Los camioneros justifican estos privilegios diciendo que eliminarlos encarecería el costo de los productos. Pero eso no tiene sentido: ¿por qué, con el mismo argumento, no deberíamos subsidiar también a productores y comerciantes? La verdad es que los únicos beneficiados son ellos, y los perjudicados, todos los demás chilenos.
¿Hasta cuándo? Esta vez, hay una oportunidad. Los dueños de camiones están divididos, y los gremios empresariales afectados por el bloqueo se han desmarcado.

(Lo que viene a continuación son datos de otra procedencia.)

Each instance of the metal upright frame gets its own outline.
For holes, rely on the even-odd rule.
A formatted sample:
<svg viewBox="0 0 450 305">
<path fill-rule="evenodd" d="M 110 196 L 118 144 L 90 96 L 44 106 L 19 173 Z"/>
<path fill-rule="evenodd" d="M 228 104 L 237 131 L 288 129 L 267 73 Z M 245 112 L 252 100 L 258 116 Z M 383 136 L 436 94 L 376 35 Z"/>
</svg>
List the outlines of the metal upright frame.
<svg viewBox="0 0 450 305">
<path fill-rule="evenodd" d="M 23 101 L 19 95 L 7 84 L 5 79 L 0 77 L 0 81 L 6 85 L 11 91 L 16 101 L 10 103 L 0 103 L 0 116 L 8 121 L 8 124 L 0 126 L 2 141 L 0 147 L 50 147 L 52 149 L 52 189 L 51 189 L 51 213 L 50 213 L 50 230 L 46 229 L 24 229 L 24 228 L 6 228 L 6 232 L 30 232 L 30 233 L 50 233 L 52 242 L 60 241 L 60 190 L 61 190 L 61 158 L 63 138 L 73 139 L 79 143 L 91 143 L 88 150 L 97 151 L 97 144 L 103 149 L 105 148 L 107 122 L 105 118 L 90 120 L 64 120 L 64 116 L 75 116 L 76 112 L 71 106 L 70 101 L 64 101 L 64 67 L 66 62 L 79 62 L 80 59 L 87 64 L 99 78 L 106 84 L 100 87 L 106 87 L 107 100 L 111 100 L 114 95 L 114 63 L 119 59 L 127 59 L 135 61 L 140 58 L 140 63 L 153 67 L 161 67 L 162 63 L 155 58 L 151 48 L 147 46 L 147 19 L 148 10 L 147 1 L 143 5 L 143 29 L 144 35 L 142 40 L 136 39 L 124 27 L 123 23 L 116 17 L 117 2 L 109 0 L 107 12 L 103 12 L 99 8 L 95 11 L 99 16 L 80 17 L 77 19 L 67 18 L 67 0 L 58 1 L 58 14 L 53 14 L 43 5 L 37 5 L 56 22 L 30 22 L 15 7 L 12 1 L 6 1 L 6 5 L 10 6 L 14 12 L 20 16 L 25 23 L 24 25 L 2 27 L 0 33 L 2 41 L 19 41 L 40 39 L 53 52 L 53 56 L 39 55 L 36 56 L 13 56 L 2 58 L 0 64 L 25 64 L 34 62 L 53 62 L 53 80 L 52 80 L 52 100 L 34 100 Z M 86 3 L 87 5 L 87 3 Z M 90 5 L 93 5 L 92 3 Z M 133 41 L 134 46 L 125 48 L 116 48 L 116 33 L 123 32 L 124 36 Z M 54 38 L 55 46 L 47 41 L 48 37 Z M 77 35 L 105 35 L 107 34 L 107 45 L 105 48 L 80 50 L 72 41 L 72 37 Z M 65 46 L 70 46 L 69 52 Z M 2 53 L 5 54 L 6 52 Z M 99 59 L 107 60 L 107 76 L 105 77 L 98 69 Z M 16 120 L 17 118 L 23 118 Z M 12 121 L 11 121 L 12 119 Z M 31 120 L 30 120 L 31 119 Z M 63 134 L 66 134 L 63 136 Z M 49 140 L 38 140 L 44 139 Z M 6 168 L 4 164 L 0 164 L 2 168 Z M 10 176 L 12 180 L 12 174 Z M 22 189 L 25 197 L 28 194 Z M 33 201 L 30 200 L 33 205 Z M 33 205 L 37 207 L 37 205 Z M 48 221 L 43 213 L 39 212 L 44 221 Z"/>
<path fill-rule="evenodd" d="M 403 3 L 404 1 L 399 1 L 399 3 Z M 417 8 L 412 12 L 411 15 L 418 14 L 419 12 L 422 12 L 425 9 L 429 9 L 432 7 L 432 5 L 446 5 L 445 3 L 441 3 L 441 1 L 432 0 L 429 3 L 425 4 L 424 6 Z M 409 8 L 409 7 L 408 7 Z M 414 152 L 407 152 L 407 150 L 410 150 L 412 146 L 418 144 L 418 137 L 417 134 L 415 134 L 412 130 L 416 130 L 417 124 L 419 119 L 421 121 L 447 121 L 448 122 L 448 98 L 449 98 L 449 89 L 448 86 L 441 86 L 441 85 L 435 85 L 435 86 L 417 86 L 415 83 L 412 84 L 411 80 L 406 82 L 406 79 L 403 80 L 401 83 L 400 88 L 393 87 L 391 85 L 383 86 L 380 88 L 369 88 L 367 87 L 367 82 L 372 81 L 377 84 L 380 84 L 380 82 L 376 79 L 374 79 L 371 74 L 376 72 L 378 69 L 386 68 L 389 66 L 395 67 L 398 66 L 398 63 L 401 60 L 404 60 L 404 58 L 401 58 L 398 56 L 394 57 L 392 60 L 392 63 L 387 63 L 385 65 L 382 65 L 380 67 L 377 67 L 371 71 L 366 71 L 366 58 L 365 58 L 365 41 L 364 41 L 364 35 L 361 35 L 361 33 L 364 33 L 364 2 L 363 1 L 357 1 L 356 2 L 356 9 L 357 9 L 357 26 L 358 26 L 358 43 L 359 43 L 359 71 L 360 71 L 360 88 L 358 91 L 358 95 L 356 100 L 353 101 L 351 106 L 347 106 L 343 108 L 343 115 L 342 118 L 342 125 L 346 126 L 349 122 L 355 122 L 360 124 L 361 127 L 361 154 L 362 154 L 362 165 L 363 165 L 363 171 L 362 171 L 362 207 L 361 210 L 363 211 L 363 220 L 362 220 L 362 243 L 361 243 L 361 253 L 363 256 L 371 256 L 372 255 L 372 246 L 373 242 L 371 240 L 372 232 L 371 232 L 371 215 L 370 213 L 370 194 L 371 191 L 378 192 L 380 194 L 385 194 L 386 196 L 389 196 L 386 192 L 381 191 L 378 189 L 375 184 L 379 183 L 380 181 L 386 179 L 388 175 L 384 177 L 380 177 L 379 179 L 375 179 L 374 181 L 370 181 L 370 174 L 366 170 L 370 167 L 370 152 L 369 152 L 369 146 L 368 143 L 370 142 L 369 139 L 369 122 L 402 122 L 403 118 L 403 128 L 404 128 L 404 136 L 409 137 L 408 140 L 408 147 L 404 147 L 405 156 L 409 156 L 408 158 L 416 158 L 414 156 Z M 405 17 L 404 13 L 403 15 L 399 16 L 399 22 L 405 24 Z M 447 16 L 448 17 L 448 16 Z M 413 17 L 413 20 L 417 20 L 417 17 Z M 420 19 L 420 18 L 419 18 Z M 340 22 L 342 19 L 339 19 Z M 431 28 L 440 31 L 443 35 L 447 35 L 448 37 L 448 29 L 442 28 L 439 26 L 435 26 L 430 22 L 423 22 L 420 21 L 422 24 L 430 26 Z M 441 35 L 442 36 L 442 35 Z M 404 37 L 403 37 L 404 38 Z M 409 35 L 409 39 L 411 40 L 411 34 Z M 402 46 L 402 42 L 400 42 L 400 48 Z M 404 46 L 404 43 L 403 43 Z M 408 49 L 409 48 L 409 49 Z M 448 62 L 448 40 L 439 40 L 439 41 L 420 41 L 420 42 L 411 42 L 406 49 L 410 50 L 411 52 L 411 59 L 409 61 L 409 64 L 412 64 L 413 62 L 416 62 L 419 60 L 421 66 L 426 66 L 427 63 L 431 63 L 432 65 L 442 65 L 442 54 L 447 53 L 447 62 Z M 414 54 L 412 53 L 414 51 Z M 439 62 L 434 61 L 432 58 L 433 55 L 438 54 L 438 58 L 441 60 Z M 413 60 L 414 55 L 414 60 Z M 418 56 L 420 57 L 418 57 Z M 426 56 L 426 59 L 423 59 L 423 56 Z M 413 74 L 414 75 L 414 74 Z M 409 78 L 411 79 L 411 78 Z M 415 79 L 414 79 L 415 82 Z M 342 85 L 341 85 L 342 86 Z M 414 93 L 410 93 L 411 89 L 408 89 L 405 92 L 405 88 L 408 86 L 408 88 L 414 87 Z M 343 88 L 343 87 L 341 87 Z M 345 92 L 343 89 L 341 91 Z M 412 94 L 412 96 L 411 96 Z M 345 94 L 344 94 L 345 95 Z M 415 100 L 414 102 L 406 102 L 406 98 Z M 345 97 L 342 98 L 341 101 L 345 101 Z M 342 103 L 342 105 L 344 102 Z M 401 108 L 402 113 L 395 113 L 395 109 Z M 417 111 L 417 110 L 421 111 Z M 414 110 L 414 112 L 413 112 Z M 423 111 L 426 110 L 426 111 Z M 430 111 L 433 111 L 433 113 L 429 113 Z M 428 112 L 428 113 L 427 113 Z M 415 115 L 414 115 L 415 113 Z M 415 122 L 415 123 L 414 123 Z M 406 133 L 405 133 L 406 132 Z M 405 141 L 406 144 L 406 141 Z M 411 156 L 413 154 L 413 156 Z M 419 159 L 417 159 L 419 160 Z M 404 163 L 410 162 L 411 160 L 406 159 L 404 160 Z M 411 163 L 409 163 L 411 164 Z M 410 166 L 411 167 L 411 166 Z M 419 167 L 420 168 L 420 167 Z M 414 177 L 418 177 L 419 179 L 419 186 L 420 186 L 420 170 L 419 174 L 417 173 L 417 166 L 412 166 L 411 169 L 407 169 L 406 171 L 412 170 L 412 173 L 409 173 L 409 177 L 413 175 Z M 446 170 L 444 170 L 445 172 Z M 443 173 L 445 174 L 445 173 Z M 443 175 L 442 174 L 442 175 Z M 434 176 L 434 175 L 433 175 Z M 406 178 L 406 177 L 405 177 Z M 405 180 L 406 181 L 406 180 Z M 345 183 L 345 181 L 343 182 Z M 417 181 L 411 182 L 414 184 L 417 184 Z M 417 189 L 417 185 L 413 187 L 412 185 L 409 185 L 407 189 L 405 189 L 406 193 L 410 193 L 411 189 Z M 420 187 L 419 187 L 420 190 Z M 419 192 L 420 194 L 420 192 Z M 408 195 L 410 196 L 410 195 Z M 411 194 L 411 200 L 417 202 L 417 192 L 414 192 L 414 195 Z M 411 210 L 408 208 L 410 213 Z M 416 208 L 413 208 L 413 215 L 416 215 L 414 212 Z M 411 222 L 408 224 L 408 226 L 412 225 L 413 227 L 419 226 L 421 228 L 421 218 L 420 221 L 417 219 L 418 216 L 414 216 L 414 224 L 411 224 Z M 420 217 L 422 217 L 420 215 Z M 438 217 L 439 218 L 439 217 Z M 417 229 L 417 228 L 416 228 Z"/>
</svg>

La CPC, que agrupa a los grandes empresarios, habla de un “paro ilegal” y pide al gobierno usar la fuerza pública. Fedefruta califica las demandas de “totalmente desmedidas” y advierte que “colapsan el país”. Y la SNA amenaza con tomar “medidas drásticas” contra los camioneros.
Este gobierno, que cada vez mira con menos distancia a la Concertación, podría tomar nota del momento estelar del gobierno de Lagos. Los dueños de las micros amarillas se habían acostumbrado a acumular privilegios a punta de paros. Pero el 12 de agosto de 2002, cuando bloquearon las calles de Santiago, Lagos no cedió al chantaje. Entendió que tenía la opinión pública de su lado y dobló la apuesta: en vez de ceder, ordenó a la fuerza pública actuar. La jornada terminó con los dirigentes micreros entrando esposados a Capuchinos, con su poder destruido para siempre, y con la popularidad del Presidente por las nubes.
Un camino es imitar a Lagos. El otro, ceder una vez más a este chantaje permanente, que convierte a los chilenos en rehenes de los privilegios de un pequeño grupo de interés.